Located just a Frisbee-throw away from the shore in West Long Branch, NJ, Lanmark360 suffered a dual blow at the storm’s hands. Both its office and the nearby homes of most of its employees were without power for some time after Sandy hit. But even before the lights went back on, Klein and the agency had gone live on the web and via social media with “Shave the Shore,” in which Klein pledged not to shave until the agency had raised $10,000 to help victims of the storm. He was joined in various ways by others at the firm; a proofreader, for example, vowed not to dye her hair until the campaign met its goal.

Three weeks in, “Shave the Shore” was within $500 of the $10,000 mark and the Lanmark360 gang were honing their razors. Then a client, Darby Dental Supply, stepped up with a challenge: If the agency would keep going until it reached $15,000, Darby would donate $5,000 to push the final number to $20,000. And so it was on Day 39 of the campaign that the goal was met and the full sum was donated to the American Red Cross.

Klein couldn’t go clean-cheeked for a day or two beyond that—the campaign’s conclusion coincided with his barber’s day off—but he couldn’t be prouder of the way his agency rallied around the cause. “Bringing out the best in us and those around us—that’s what we wanted to do with Shave the Shore.”

That kind of spirit and commitment informs just about everything Lanmark360 does. The firm doesn’t take half-measures, whether with its clients (the duration of its average client relationship is seven years) or with its coffee (the in-house Café 360 brews 10 different coffees from fresh beans every day, free for employees, clients and UPS guys alike). “Look, we’re in advertising. Everybody knows it’s not a nine-to-five job,” Klein says. “But who says that you can’t attempt to give your staff a good quality of life while everybody’s working hard?”

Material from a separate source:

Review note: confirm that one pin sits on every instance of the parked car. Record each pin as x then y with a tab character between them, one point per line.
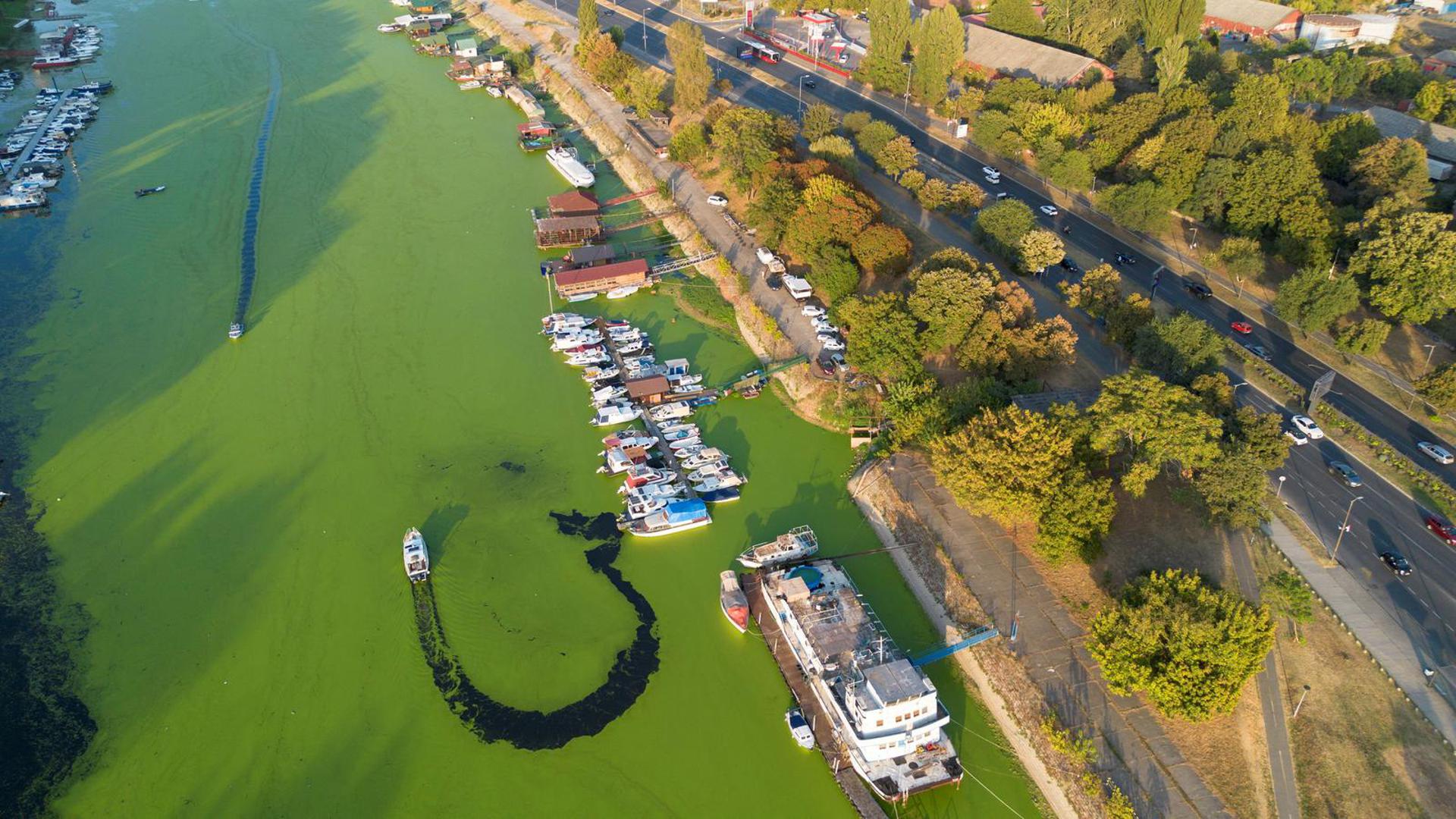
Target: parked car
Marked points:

The approach appears to be working for the agency. Lanmark360 closed 2012 just shy of $10 million in gross billings and the firm expects to clear that benchmark when the 2013 results are tallied. New clients Lanmark360 included Oragenics (for work on probiotics), Colgate (for oral pharmaceuticals) and Evident Health Services (for the first of what’s envisioned as many diabetes care centers). Lanmark360 also picked up the hospital down the block—Monmouth Medical Center. Klein lauds that new business as “a return to my roots” (his background is in hospital marketing). The agency only lost a single client: the salivary-diagnostics concern OralDNA, which was sold by Quest Diagnostics to Access Genetics.

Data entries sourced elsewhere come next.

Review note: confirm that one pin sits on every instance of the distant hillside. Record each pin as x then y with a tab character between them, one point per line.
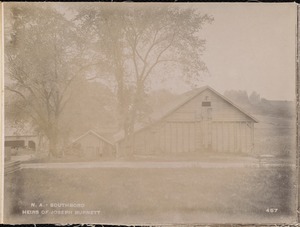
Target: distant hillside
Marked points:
257	105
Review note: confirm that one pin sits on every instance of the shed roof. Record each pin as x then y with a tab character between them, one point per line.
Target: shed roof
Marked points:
95	134
172	106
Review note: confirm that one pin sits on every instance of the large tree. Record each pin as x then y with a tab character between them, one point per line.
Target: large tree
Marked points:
42	59
139	43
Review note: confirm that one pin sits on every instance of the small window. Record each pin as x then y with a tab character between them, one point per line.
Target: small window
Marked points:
206	104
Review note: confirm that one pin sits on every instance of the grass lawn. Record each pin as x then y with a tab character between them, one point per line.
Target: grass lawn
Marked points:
183	195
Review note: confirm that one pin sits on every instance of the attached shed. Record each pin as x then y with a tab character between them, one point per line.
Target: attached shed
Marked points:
201	120
91	144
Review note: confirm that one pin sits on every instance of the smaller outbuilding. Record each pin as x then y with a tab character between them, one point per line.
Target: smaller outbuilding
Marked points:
93	145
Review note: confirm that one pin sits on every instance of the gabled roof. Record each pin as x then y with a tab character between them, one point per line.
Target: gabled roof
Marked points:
172	106
95	134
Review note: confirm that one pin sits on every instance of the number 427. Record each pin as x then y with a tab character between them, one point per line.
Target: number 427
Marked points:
271	210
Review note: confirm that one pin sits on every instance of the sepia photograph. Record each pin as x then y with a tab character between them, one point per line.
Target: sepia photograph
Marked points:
150	113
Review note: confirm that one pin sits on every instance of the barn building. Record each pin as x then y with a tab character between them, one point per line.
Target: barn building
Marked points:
201	120
91	144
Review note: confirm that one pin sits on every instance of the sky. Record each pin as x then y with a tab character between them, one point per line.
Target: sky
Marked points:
252	47
249	47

While the agency’s headcount remains just about where it was at this time last year—40 full-timers—Klein says that he sees something of a shift in the Lanmark360 administrative model. “We’d always been an agency that prided itself on using all full-time resources and rarely bringing in freelancers, but times have changed,” he explains. “I’m not sure anyone would be able to survive if they didn’t bring in contracted specialists. Given the digital nature of the business, nobody can afford to have all sorts of coders around all the time.”